Morgan laughed and then relaxed as they rode. She was back into swiveling her head, paying attention to the least little thing that seemed to be out of place, and she constantly perused the dirt road for any suspicious IEDs or wires that might have been strung across it to kill them.
Morgan felt at home, in a way. Pressing her hand to the pocket on her Kevlar vest beneath the Afghan clothes, she felt the one photo she hadn’t shown Reza. She always carried a photo of her daughter, Emma. Maybe later, when they were alone and Jake wasn’t around, she would share it with her dear Afghan friend. There wouldn’t be many opportunities because a sniper team was joined at the hip.

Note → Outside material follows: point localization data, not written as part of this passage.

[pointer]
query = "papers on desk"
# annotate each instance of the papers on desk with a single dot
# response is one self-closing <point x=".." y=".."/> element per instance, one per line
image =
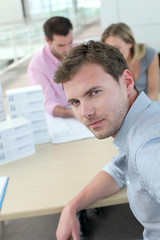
<point x="63" y="130"/>
<point x="3" y="186"/>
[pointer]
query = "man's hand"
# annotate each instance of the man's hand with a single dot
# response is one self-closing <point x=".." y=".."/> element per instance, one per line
<point x="68" y="227"/>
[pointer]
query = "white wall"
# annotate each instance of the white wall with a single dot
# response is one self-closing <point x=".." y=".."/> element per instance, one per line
<point x="143" y="16"/>
<point x="10" y="11"/>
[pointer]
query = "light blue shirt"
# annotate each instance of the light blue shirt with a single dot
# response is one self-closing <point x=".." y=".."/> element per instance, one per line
<point x="142" y="82"/>
<point x="137" y="164"/>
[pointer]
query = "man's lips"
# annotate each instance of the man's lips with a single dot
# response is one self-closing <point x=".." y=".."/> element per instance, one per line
<point x="96" y="124"/>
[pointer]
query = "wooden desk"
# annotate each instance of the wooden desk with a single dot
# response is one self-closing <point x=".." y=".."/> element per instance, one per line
<point x="43" y="183"/>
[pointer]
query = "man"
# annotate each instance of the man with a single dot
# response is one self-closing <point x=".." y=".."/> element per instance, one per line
<point x="59" y="39"/>
<point x="100" y="88"/>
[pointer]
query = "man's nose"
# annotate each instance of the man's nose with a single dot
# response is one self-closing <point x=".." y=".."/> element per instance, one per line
<point x="67" y="48"/>
<point x="87" y="110"/>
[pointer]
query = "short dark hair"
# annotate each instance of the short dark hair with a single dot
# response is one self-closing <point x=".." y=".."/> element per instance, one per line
<point x="107" y="56"/>
<point x="57" y="25"/>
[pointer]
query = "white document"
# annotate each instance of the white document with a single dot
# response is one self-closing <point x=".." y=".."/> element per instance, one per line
<point x="66" y="129"/>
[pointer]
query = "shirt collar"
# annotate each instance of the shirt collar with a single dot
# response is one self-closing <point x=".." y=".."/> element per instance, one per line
<point x="140" y="104"/>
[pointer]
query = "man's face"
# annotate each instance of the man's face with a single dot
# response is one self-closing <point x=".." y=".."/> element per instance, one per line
<point x="60" y="45"/>
<point x="98" y="100"/>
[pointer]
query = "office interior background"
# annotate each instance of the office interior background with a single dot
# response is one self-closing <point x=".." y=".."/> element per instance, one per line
<point x="21" y="22"/>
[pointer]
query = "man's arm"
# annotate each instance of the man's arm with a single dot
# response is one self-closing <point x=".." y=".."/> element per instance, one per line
<point x="60" y="111"/>
<point x="101" y="186"/>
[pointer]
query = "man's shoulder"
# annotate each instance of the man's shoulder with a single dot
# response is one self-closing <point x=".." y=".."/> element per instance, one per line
<point x="147" y="124"/>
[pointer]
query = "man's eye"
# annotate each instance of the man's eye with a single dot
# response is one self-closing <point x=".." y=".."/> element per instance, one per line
<point x="95" y="92"/>
<point x="75" y="102"/>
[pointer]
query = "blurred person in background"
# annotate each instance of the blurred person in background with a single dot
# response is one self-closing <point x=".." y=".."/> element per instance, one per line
<point x="142" y="60"/>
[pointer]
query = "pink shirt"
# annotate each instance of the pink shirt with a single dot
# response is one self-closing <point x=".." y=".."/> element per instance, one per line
<point x="41" y="72"/>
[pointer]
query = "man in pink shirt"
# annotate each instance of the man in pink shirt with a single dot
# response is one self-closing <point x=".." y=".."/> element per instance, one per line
<point x="59" y="39"/>
<point x="58" y="36"/>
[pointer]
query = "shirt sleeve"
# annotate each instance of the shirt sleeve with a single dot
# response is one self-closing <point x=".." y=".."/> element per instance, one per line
<point x="148" y="166"/>
<point x="50" y="96"/>
<point x="117" y="168"/>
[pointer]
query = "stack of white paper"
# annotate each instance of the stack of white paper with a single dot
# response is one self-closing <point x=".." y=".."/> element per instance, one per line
<point x="28" y="102"/>
<point x="16" y="139"/>
<point x="2" y="111"/>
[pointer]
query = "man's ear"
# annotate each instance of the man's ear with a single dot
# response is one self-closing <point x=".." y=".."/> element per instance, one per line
<point x="128" y="80"/>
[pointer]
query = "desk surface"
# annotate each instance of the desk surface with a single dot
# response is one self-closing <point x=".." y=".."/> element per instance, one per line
<point x="43" y="183"/>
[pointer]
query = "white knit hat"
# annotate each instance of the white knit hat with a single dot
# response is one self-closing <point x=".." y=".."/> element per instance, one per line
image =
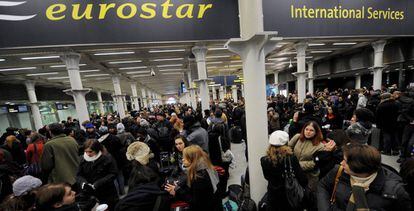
<point x="140" y="152"/>
<point x="278" y="138"/>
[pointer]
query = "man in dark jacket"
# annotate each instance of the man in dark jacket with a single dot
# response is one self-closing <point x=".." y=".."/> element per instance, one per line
<point x="60" y="159"/>
<point x="386" y="114"/>
<point x="364" y="184"/>
<point x="195" y="133"/>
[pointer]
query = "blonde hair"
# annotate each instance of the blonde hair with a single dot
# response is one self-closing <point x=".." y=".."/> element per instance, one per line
<point x="277" y="153"/>
<point x="195" y="156"/>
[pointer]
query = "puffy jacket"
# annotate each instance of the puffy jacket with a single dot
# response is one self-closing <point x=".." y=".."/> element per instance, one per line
<point x="386" y="192"/>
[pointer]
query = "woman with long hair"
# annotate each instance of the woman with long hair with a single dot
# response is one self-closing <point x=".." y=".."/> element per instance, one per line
<point x="97" y="172"/>
<point x="202" y="181"/>
<point x="279" y="157"/>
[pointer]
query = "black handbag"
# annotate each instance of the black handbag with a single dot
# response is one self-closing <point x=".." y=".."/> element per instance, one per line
<point x="294" y="191"/>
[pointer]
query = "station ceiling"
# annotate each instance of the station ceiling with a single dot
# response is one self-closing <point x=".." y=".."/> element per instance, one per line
<point x="134" y="62"/>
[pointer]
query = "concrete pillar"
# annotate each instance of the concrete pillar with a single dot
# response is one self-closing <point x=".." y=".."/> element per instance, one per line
<point x="37" y="118"/>
<point x="119" y="97"/>
<point x="77" y="91"/>
<point x="234" y="93"/>
<point x="221" y="93"/>
<point x="378" y="62"/>
<point x="310" y="77"/>
<point x="252" y="47"/>
<point x="200" y="55"/>
<point x="144" y="97"/>
<point x="358" y="81"/>
<point x="301" y="72"/>
<point x="100" y="102"/>
<point x="134" y="97"/>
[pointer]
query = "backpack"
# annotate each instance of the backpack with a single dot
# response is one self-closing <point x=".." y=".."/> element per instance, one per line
<point x="294" y="191"/>
<point x="236" y="135"/>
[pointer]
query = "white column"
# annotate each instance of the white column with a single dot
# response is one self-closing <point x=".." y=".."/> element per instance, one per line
<point x="310" y="77"/>
<point x="119" y="98"/>
<point x="192" y="93"/>
<point x="144" y="97"/>
<point x="358" y="81"/>
<point x="100" y="102"/>
<point x="77" y="91"/>
<point x="221" y="93"/>
<point x="378" y="62"/>
<point x="301" y="72"/>
<point x="234" y="93"/>
<point x="134" y="97"/>
<point x="200" y="55"/>
<point x="37" y="118"/>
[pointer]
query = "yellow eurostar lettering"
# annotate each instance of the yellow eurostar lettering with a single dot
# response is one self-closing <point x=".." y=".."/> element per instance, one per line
<point x="202" y="9"/>
<point x="104" y="9"/>
<point x="165" y="7"/>
<point x="149" y="9"/>
<point x="87" y="14"/>
<point x="188" y="12"/>
<point x="55" y="9"/>
<point x="120" y="11"/>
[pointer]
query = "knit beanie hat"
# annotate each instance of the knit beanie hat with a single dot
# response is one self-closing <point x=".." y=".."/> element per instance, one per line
<point x="140" y="152"/>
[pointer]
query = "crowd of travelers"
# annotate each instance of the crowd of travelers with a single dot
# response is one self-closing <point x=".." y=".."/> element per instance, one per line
<point x="324" y="154"/>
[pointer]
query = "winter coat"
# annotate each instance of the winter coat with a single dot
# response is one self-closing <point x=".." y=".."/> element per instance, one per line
<point x="387" y="114"/>
<point x="200" y="195"/>
<point x="304" y="151"/>
<point x="114" y="146"/>
<point x="386" y="192"/>
<point x="276" y="183"/>
<point x="197" y="135"/>
<point x="60" y="159"/>
<point x="144" y="197"/>
<point x="101" y="173"/>
<point x="359" y="132"/>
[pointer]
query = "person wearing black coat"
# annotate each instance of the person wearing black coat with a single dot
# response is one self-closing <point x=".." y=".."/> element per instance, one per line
<point x="273" y="166"/>
<point x="363" y="184"/>
<point x="97" y="172"/>
<point x="386" y="116"/>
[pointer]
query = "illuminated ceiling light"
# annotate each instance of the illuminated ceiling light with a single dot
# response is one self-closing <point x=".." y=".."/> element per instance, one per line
<point x="114" y="53"/>
<point x="170" y="65"/>
<point x="344" y="43"/>
<point x="132" y="68"/>
<point x="39" y="57"/>
<point x="170" y="59"/>
<point x="125" y="62"/>
<point x="170" y="70"/>
<point x="39" y="74"/>
<point x="17" y="68"/>
<point x="321" y="51"/>
<point x="217" y="49"/>
<point x="96" y="75"/>
<point x="62" y="65"/>
<point x="217" y="57"/>
<point x="88" y="71"/>
<point x="166" y="51"/>
<point x="138" y="72"/>
<point x="58" y="78"/>
<point x="316" y="44"/>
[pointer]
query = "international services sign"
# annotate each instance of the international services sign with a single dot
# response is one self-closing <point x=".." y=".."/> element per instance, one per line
<point x="326" y="18"/>
<point x="71" y="22"/>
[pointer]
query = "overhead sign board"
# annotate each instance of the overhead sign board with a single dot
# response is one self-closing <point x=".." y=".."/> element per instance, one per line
<point x="71" y="22"/>
<point x="339" y="18"/>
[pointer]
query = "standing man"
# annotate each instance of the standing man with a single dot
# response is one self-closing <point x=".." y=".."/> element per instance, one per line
<point x="60" y="160"/>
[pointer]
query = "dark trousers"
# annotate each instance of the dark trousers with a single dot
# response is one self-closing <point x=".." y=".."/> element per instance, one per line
<point x="407" y="140"/>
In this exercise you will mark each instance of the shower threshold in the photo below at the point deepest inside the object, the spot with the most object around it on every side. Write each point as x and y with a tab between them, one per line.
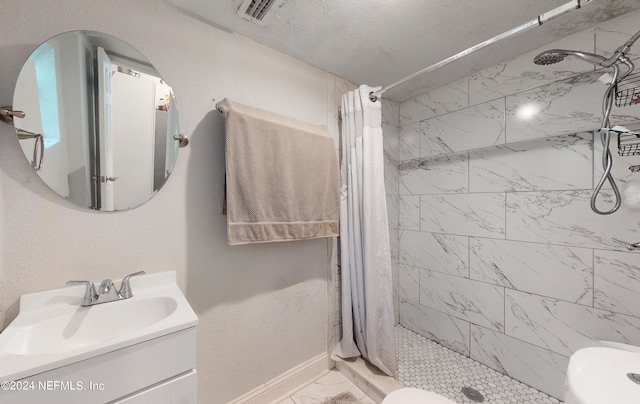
427	365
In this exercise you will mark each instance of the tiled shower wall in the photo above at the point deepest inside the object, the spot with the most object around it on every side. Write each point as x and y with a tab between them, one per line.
499	256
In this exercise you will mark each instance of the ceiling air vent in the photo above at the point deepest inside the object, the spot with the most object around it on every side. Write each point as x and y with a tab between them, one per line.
258	11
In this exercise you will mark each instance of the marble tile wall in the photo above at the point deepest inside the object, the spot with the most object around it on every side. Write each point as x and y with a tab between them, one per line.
499	254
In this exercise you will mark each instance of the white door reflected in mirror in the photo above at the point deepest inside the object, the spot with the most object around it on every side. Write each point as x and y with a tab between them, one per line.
106	121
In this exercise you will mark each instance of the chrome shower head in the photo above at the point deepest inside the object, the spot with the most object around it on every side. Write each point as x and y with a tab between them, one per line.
549	58
558	55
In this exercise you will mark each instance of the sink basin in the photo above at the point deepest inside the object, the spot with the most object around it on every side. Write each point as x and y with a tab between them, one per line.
90	326
53	330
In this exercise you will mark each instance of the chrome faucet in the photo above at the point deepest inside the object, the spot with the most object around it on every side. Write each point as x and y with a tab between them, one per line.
107	291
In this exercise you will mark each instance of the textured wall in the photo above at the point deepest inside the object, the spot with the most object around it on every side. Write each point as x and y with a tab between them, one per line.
501	258
263	308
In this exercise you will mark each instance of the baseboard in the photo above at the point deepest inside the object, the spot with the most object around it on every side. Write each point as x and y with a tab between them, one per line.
288	382
368	378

That night, in the first village, they spent it out in a goat barn. Jake hated the odor. There were no windows in the building, and the potent goat-dung odor was choking him, making his eyes water. He wanted to go outside, but Morgan cautioned against it. Reza was sleeping just outside the door of the mud building, their horses’ lead ropes tied to his ankle, snoring away.
Jake sat up on his bedroll, cursing softly. Morgan was six feet away, sleeping near the door. “How the hell can you sleep in this stink?”
Drowsily, Morgan opened her eyes. “Ramsey, shut the hell up, will you? I’m whipped. Isn’t your ass tired enough to fall asleep?”
Jake sat up, scowling. The goats were all lying down, crowded next to one another in a small, wooden corral a few feet away from him. One bleated at him. He never took off his boots, but he had laid his Kevlar vest next to his rifle in case he needed them. “Hell, no!”
“Gawd,” Morgan mumbled, rubbing her face. “We’ve got friggin’ jet lag, we haven’t slept in twenty-four hours and you’re wide-awake. If you’re going to bitch all night, get out of here. Go sleep outside with Reza.”
Amazed she could handle the foul, intense odor, Jake got up, jerked his sleeping bag off the dirt floor and muttered, “I’ll do that.” He headed for the door. He could barely see Morgan, milky slats of the full moon leaking light into the barn.